No way. He's the bad guy for not checking. What a dick

SunshineCake · 25/06/2020 18:45

I very much doubt he will pay for them and you need to stop moaning about it if you are stupid enough to accept them. You'll be doing all the work and paying all the costs.

TheMotherofAllDilemmas · 25/06/2020 18:48

Send them to his house. He shouldn’t have got them without your permission, he cannot simply expect to absorbe the costs and do the work required to keep them healthy (or alive).

Ducking Disney parenting...

Clymene · 25/06/2020 18:51

As you say, it's another way to control you. So your best bet isn't to allow that. It's to say no. If the rabbits have a miserable life/ are drowned this is not your problem.

UnaCorda · 25/06/2020 18:51

1 Male/1female will continuously mate.

Like, er... Grin

TootingBECkons · 25/06/2020 18:53

As others have said - they need a big big run, the 2 floor hutch is not enough.

Annual flu and Mixy jabs

Learn to clip their nails or take them to the vet for nail clipping.

Get a book on rabbit care, and join a Rabbit Forum.

Handle them and socialise them as much as possible every day.

What a shame he did not get guinea pigs. Sorry, but rabbits are a terrible pet for 6 year olds Sad.
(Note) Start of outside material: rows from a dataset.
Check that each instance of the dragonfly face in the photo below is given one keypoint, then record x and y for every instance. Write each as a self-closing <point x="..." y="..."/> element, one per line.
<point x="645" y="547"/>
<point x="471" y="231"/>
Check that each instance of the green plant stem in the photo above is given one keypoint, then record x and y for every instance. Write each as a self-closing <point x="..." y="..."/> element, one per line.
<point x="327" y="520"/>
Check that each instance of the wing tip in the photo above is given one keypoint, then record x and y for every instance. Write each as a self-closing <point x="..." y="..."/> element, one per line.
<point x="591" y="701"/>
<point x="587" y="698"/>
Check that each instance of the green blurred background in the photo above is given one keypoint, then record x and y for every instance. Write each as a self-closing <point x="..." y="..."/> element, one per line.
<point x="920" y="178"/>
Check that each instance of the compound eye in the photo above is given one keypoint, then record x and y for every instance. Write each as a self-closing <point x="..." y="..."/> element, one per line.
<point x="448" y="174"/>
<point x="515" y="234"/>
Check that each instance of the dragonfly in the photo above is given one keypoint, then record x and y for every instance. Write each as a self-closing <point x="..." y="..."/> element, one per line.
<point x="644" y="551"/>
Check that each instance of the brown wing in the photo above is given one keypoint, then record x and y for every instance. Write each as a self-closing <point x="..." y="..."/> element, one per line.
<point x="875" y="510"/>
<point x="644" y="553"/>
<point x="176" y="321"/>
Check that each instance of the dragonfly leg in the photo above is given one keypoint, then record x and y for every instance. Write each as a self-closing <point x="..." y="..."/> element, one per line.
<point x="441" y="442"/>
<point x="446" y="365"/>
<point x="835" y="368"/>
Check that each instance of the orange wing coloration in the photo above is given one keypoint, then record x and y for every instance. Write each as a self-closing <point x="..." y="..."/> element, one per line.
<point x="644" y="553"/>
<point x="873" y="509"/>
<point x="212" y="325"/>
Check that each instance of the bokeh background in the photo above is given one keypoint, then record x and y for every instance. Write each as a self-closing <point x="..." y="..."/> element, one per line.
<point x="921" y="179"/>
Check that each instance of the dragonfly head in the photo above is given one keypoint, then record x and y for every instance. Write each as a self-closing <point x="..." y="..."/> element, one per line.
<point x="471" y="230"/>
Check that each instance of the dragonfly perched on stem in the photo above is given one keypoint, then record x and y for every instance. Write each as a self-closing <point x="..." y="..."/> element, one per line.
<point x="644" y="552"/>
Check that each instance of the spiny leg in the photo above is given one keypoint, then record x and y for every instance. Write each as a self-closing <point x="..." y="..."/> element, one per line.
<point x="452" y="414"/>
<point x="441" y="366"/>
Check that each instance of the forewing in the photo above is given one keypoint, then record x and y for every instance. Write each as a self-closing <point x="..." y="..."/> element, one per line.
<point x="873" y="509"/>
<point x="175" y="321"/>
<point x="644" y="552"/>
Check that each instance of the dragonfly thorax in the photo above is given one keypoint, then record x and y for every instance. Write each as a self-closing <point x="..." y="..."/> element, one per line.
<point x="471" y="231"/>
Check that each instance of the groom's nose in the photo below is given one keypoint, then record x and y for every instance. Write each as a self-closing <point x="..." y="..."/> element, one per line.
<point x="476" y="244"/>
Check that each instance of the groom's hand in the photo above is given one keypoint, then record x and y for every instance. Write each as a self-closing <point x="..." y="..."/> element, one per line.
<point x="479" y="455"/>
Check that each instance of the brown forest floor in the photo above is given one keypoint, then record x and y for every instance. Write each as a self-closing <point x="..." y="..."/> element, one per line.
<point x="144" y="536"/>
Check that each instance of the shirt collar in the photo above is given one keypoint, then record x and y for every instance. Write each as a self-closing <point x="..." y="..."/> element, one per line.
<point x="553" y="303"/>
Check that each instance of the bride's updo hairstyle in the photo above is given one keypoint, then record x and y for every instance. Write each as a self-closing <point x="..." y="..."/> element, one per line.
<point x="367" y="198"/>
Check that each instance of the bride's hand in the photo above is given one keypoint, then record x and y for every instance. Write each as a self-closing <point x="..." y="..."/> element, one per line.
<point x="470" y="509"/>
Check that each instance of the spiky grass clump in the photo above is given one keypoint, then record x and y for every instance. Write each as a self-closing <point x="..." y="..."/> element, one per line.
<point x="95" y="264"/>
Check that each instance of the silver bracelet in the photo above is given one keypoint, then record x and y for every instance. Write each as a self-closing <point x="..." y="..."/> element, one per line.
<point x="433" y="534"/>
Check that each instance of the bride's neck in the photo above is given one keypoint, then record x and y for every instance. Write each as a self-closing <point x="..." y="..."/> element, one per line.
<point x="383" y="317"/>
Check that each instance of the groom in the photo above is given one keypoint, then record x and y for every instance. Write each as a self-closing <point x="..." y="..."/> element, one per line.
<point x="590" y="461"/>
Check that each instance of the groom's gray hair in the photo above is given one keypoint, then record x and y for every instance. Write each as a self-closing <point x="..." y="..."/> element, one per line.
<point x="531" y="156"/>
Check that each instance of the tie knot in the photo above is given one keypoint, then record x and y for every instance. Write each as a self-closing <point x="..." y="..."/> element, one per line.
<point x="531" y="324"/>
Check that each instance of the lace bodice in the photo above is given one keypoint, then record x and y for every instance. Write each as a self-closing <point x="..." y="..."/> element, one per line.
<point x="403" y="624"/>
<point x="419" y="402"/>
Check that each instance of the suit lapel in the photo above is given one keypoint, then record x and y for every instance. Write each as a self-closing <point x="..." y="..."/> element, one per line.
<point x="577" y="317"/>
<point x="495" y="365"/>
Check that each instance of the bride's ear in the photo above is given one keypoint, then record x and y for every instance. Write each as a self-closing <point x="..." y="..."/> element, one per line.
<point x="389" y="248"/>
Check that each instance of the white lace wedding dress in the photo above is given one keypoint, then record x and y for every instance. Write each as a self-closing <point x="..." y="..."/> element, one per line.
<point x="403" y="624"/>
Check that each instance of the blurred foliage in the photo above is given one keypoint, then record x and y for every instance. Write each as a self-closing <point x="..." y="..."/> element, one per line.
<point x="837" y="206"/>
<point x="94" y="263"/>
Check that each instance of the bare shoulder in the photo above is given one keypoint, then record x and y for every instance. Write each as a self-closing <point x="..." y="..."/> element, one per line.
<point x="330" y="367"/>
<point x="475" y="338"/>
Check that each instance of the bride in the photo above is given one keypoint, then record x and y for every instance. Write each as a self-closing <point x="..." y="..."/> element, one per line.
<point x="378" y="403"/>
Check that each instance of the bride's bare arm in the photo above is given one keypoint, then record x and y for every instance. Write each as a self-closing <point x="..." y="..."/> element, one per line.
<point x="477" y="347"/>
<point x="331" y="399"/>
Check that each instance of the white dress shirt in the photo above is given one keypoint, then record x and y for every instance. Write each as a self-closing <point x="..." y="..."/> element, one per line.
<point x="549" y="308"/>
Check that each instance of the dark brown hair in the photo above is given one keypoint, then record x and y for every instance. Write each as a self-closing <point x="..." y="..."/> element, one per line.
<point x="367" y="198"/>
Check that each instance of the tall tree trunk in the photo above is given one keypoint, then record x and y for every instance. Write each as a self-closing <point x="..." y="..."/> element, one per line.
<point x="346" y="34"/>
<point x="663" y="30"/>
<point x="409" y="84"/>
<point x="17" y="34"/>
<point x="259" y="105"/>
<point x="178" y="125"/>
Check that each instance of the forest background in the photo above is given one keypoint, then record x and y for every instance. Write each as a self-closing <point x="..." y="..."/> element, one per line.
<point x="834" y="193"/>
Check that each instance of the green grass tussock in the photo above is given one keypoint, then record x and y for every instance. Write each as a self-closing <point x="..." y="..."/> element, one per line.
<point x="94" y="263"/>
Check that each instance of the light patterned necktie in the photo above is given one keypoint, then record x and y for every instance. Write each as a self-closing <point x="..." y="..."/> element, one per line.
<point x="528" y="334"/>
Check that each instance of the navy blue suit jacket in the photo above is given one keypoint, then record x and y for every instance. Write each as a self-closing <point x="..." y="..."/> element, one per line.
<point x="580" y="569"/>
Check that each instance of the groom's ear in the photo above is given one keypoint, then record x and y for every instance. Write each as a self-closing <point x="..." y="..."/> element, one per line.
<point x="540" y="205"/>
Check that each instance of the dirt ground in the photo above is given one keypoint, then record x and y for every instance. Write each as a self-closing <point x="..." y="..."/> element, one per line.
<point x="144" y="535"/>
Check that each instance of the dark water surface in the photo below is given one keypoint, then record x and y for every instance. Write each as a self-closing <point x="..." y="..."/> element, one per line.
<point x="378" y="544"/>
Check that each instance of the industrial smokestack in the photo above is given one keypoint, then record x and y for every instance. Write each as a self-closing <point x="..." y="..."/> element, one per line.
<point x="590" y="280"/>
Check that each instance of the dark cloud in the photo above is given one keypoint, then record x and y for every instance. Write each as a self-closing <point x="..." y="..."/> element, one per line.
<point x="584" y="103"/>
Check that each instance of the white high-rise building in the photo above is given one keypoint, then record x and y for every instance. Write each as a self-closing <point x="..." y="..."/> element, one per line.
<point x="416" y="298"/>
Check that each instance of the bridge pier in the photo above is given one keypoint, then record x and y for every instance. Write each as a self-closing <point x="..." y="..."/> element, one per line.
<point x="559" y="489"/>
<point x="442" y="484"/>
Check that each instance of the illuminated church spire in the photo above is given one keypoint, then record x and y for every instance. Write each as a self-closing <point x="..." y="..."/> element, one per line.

Would he know if you got guinea pigs instead?

TeeBee · 25/06/2020 18:56

I think saying they were sick is a brilliant idea. 'I don't know where daddy got them from but they were very very poorly. We'll get you a pet when you're old enough to take good care of them and learn all about how to look after them properly'. Don't play his game.

safariboot · 25/06/2020 19:00

You don't have a rabbit problem, you have an abusive ex problem.